Faut-il pour autant fermer les applis de rencontre ? J’avoue que ce serait bien regrettable pour les utilisateurs de type A, qui peuvent réussir à y trouver leur compte – même si leur utilisation des applis se fait donc structurellement surtout sur le dos de tous les utilisateurs qui se font truander pour que le modèle économique des applis puisse perdurer. Mais l’idée d’une application de rencontres n’est en soi pas moralement problématique à mon sens (en tout cas ce n’est pas le sujet de cette chronique), c’est son usage capitaliste actuel qui l’est. Alors pourquoi pas un service public de rencontre, qui serait éthiquement un peu mieux fabriqué (suivant l’idée que j’avais proposé pour un Airbnb nationalisé dans une précédente chronique) ? Sur le papier, l’idée est aussi incongrue que séduisante, enfin encore faudrait-il consentir à fournir ses données intimes directement à l’Etat ou à un organisme public, ce qui est une idée bien peu attrayante… Bien qu’en vérité, donner ce type d’information à des entreprises privées n’est pas non plus la panacée. Et qu’en outre les autorités ont déjà techniquement accès à ces données sur demande aujourd’hui !

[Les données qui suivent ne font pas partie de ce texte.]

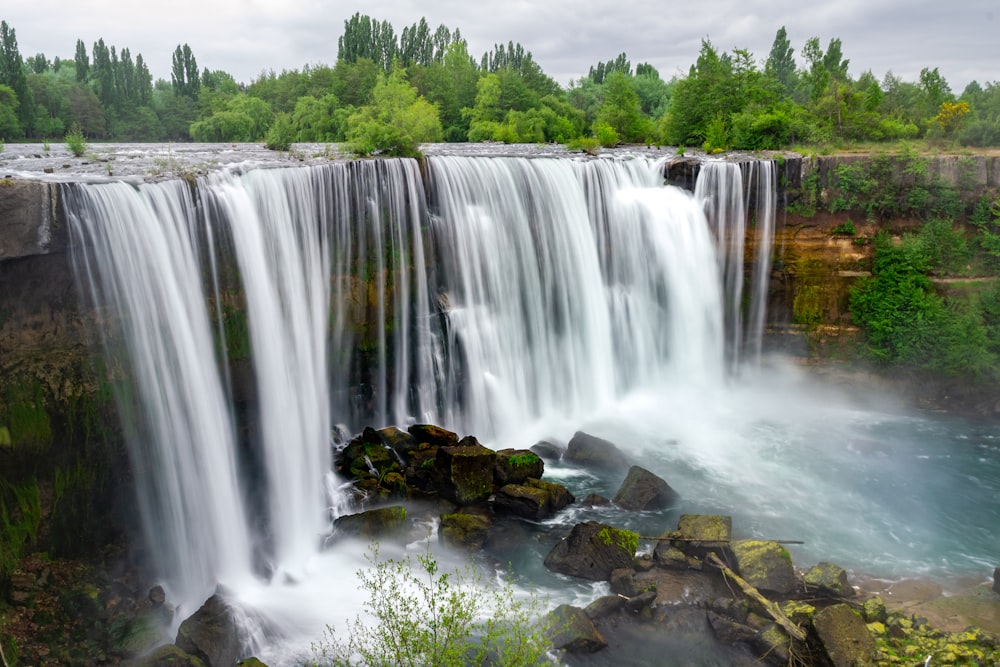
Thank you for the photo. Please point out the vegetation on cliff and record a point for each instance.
(726, 101)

Peut-être faudrait-il déjà commencer par poser politiquement le problème économique, réglementer a minima le secteur et ses campagnes publicitaires, lancer des campagnes d’information… Et surtout forcer les applications à dévoiler leurs algorithmes pour qu’au moins les utilisateurs-producteurs prennent conscience de leurs conditions d’exploitation.